Today is Mothering Sunday in the UK and while I appreciate my mum every day, I decided to dedicate this post to her. She is a phenomenal woman. I admire all that she has achieved in life and I am so proud to call her mine. She’s amazing – no hyperbole, and I’m not the only one who sees it, see for yourself here.
The day these pictures were taken, I had her and this post in mind (as you’ll be able to tell at the end). I’ve had the first line of the poem below in my head for over a month and struggled to get what was in my head and my heart down on paper for fear of not doing her or the piece justice. I hope I succeeded.
Happy Mother’s Day mum.
I love you.
Faded Fault Lines
Sometimes, when I speak, my mother comes out.
Spontaneous cacophony I cannot control,
my trunk, encased in the fear of splintering your legacy,
coerced upright by transcendent heritage and pride;
tangible evidence that little brown girls fertilised by
faith, sacrifice, high expectations and love can
germinate into formidable forests, like you.

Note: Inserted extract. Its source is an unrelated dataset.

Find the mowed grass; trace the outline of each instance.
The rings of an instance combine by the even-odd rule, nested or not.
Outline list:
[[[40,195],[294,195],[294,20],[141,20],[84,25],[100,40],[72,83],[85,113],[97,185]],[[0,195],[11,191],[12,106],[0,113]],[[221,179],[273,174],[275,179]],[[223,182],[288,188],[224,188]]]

I am my mother’s daughter.
Effusive wisdom weeping from the walls of my mouth,
words regurgitated for hungry ears, you
are the lullaby I will never tire of singing,
the unhinged arms I will never exhaust faltering in to
when my shape-shifting confidence turns Judas,
seismic shifting fact from good judgment,
you cement my fault lines with truth.
Thank you for marrying a man who fair-traded
your heart and surname for his, for underpinning
our family foundation with scripture in preparation
for the nights when my stammering palms clatter,
reminiscent of strong, boiling pots with loose lids
and they struggle to embrace one another to pray.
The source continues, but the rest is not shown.